The bag was a great relief for my back. It held my camera, wallet, phone and enough stuff that I could survive a day or two on the hoof. Whenever Berk and I went into a store or restaurant I took the bag with me. The magnets make that so easy. I didn’t like that the bag had no rain cover. Those soulless misers at the motorcycle shop not called CycleGear said it was rain resistant. Whenever a motorcycle gear manufacturer says a product is resistant to rain you can take that to mean the damn thing is a sponge. I mean, anything that doesn’t dissolve like sugar when it gets wet could be described as resistant to rain.

As it turns out we didn’t hit any rain on our ride through Baja and the tank bag worked out perfectly fine. I got the 650 Royal Enfield up to an indicated 115 miles per hour and it stayed put like it was made to do 115.

In all the time I have owned the C-H bag I never really looked it over too closely. I didn’t see any straps for using the bag like a backpack. This is a common feature on tank bags. It wasn’t until Burns’ brought up tank bags on Facebook that Steve, another C-H 650 user told me that the straps were hidden in a zipper compartment under the grab handle.

And they were! Well hidden, I wonder if I the shop not named CycleGear had given me the original paperwork for the 650 would I have found the straps sooner? Probably not: I would have tossed the paperwork anyway. I’m a rebel, man.

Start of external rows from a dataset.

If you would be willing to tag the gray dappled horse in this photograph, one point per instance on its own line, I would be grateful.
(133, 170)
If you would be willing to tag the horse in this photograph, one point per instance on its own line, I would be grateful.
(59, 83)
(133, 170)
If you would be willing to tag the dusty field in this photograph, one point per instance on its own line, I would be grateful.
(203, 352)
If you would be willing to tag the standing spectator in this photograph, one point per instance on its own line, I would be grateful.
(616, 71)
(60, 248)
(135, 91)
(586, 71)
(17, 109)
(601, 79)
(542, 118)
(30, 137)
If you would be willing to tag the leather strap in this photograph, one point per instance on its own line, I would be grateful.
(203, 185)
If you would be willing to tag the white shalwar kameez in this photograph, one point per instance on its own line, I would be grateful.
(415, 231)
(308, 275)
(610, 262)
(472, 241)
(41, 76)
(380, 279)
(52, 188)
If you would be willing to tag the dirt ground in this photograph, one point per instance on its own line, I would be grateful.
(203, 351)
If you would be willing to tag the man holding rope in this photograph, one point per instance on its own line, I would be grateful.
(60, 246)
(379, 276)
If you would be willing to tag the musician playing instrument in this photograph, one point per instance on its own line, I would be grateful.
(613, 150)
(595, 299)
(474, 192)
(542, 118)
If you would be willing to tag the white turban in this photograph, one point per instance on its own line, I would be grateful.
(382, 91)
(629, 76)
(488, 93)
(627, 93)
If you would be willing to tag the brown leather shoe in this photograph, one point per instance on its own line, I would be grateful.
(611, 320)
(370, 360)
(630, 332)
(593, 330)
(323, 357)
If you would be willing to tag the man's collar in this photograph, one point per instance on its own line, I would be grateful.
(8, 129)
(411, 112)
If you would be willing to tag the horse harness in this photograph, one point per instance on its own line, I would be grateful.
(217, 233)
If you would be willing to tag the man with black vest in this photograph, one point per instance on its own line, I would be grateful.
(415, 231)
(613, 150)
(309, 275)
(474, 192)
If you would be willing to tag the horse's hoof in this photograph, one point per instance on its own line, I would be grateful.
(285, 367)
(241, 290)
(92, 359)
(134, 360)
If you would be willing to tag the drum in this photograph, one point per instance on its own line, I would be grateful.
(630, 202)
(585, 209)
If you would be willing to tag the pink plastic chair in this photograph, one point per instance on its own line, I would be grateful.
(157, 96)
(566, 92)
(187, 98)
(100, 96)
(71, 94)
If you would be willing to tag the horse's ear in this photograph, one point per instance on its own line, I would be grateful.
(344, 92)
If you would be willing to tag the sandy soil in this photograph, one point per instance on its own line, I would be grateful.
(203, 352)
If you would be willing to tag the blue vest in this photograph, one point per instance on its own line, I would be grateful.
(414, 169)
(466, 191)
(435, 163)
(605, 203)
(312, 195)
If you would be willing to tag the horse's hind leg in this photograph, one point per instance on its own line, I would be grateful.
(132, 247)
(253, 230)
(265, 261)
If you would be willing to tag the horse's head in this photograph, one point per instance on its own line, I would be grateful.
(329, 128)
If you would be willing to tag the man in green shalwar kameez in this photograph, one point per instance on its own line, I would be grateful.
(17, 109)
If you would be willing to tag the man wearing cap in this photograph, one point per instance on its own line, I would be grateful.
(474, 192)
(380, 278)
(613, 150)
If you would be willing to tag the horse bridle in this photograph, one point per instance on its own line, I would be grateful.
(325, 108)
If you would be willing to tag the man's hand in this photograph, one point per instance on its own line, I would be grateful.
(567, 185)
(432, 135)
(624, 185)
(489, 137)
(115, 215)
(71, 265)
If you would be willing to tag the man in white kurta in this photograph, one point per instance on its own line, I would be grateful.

The interior of the C-H 650 is plush, deep red. I feel like I have a bordello between my legs whenever I open the lid. Well padded, my camera gear survived Baja’s bumpy roads unscathed.

The lid of the 650 has quite a few features. There’s a bungee cord crisscrossing the top to hold odd shaped bits. Behind the mesh map holder there is yet another zipper for papers and what not.

Finally, there is a front-opening pouch with a red plastic liner that might keep something dry depending on how much the zipper leaks. I haven’t used any of these little hidey-holes so I can’t say if they are worthwhile. I toss everything into the main compartment.

The backside of the C-H 650 is not covered in super soft material. It’s more like vinyl. I had no tank scratches using the 650. There is one clip on the front and two clips on the back that I imagine could be used for strapping the bag to non-metallic gas tanks. I did not get the parts that would affix the bag to a non-metallic tank. They might be an extra cost item or you-know-who lost them at that shop not named CycleGear.

Overall I’m happy if not ecstatic with the Chase Harper tank bag. Just remember to bring plastic bags to protect your stuff in the rain. It did the job I needed it to do for much more money than I thought it should. For only having one, dusty tank bag the shop not named CycleGear did ok. My last tank bag lasted 10 years. This one looks sturdy enough to go the same distance.